Gaming Reviews

DEATH STANDING – optimized Psychotrip with (almost) perfect DLSS

Death Stranding is in some ways an opinion leader. Either you like it or you hate it. At least you can't accuse this game of being "uniform mash", because it does many things differently than you would expect. Whether it is a successful console port nevertheless or just because of that, you can read in the short test.

Benchmarks

1080p Test

First I tortured the small budget PC with Death Stranding. On the positive side, you can even enjoy the game at 60 FPS with the 8 low clocking threads of the Ryzen 1400 and a 6 year old midrange GPU with minor limitations. The bottleneck of the GTX 970 seems to be the VRAM, because only by reducing the >Streaming memory, the VRAM can be used for the GTX 970 The RX 580 8GB didn’t have this problem and could display the game in this resolution in maximum details with 60 FPS.

1440p test

For 1440p, maximum details and more than 60 FPS, it should be a bit more modern, respectively more powerful. be more powerful hardware. While the small RTX 2060 Super does an excellent job, the Vega 64 unfortunately has to fight with nasty Frametime spikes at some points in the game, which can really spoil the fun. I could not identify the problem and three other driver versions, a steam update and a patch did not bring any improvement. Since the spikes don’t appear with the RX 580, it doesn’t seem to be a general AMD problem, but to concern the RX Vega in particular.
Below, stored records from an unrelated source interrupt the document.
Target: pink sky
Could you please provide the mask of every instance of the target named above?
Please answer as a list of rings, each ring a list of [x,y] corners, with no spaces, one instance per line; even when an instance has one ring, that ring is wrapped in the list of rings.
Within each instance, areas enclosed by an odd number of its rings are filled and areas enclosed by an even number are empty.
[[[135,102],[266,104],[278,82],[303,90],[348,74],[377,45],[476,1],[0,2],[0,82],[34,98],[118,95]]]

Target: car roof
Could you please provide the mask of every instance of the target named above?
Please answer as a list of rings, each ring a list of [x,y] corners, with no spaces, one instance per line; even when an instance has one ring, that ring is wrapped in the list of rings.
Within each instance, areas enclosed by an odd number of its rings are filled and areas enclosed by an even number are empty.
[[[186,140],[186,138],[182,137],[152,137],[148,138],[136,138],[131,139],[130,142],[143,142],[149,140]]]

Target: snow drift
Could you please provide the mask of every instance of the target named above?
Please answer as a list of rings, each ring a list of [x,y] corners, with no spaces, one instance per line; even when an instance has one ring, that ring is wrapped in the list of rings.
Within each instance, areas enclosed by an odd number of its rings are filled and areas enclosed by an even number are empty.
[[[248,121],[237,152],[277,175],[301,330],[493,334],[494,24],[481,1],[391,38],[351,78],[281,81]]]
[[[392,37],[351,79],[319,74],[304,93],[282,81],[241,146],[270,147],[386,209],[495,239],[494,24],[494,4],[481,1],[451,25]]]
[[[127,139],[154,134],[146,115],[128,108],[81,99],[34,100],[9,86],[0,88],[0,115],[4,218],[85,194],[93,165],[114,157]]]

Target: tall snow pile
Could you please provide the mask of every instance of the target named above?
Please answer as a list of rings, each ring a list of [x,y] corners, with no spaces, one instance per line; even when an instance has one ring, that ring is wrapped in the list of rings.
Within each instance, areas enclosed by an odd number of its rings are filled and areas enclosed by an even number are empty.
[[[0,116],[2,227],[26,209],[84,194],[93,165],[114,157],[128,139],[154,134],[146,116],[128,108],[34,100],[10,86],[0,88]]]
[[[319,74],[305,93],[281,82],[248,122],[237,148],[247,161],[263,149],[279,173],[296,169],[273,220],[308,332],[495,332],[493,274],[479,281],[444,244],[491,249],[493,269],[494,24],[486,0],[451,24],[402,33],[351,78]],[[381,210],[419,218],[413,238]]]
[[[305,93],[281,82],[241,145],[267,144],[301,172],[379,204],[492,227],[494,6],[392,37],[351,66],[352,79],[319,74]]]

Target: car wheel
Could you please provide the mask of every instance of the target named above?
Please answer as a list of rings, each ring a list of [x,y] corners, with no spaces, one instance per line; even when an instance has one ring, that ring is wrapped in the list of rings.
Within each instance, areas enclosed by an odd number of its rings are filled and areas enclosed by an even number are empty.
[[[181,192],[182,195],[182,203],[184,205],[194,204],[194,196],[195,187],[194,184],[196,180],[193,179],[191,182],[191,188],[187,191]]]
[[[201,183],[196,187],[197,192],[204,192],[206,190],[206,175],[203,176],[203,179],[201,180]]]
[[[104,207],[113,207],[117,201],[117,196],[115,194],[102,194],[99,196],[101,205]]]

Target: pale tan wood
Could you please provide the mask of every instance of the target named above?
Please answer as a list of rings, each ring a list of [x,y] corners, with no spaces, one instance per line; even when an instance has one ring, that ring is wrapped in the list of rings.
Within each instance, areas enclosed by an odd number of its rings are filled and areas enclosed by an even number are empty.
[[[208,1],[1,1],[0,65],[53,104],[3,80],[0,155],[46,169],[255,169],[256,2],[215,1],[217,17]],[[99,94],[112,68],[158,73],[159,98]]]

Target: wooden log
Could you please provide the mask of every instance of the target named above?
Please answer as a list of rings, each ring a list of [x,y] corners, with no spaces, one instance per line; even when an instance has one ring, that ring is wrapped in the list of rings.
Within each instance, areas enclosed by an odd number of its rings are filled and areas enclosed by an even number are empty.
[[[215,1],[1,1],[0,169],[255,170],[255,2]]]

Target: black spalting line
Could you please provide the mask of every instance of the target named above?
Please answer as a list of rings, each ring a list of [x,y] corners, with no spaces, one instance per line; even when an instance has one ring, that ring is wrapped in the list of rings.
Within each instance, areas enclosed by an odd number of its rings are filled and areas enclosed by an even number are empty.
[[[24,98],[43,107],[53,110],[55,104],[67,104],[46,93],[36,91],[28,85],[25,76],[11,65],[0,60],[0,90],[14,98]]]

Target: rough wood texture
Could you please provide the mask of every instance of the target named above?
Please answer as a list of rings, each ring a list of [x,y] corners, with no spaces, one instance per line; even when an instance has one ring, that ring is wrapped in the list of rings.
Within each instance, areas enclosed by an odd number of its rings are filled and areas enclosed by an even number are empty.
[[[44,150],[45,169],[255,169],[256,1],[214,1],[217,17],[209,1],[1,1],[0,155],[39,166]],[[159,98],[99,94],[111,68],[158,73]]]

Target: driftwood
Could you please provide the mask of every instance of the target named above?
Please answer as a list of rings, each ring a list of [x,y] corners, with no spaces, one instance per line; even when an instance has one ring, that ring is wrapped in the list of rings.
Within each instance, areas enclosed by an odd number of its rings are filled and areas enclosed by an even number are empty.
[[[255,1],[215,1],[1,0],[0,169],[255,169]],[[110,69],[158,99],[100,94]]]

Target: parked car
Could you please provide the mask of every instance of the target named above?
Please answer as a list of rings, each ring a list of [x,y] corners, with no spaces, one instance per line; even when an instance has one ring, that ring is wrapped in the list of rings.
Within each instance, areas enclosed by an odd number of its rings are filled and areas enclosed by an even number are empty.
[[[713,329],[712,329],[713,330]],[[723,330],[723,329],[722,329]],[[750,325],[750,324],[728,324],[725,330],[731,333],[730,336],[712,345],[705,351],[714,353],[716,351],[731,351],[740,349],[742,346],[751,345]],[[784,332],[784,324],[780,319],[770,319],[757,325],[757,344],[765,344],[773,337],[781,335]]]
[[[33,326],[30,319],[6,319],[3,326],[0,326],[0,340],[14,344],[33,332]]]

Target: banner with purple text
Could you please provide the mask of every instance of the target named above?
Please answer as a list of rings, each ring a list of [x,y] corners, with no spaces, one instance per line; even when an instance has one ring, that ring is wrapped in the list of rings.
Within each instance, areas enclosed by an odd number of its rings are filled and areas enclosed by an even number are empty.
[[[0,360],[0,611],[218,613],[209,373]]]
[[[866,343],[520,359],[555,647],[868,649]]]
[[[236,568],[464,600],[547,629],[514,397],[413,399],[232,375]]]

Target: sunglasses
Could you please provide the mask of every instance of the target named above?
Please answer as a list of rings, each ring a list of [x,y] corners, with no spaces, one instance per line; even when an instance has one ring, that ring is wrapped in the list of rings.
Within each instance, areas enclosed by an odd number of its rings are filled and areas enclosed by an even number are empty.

I will go into more detail about the DLSS implementation later. But I can tell you that activating it not only leads to a significant reduction of the ugly staircase formation (aliasing), but also brings a noticeable FPS boost. Thus, the Ryzen 7 1700X used here, despite OC and fast RAM in the selected scene, already slows down the small Turing card with activated DLSS. It’s about time for a Ryzen 4000 upgrade!

2160p Test

Although the two cards could still achieve high frame rates in 1440p, in ultra HD without tricks it was only enough for a little over 30 FPS and the so-called “console experience”. With FidelityFX CAS activated, both graphics cards can achieve approximately 50 FPS, which would even be halfway acceptable with an adaptive sync monitor in this rather slow game.

But with DLSS activated on the Geforce, it still becomes really fluid, with over 60 frames per second. Thus, the small RTX 2060 Super is sufficient to enjoy Death Stranding in full 4K splendor with 60 FPS.

CPU Benchmarks

During testing I noticed that the system with the 1700X achieves significantly higher frame rates in some places than the budget PC with the small Ryzen 1400. So, out of interest, I disabled half of the cores on the Ryzen 7 1700X to check if the Decima engine used was scaling more with clock and fast memory, or more with the number of CPU cores. It was immediately noticeable that the Ryzen 7 1700X, which is actually noticeably faster due to more cache, more clock speed and significantly faster memory, suddenly had no advantage over the otherwise much weaker Ryzen 5 1400. But with each reactivation of cores the framerate increased further and I think this engine would scale even further beyond the tested 16 threads.

Apart from that I noticed that despite the rather fresh Windows 10 installations on both computers often more than 8GB RAM was used. In this respect, I consider the system requirements mentioned to be somewhat tight. For the rest they seem to fit very well and even in 4K I have never been able to log more than 6.1GB VRAM load, which should be especially beneficial for the RTX 2060 non-super.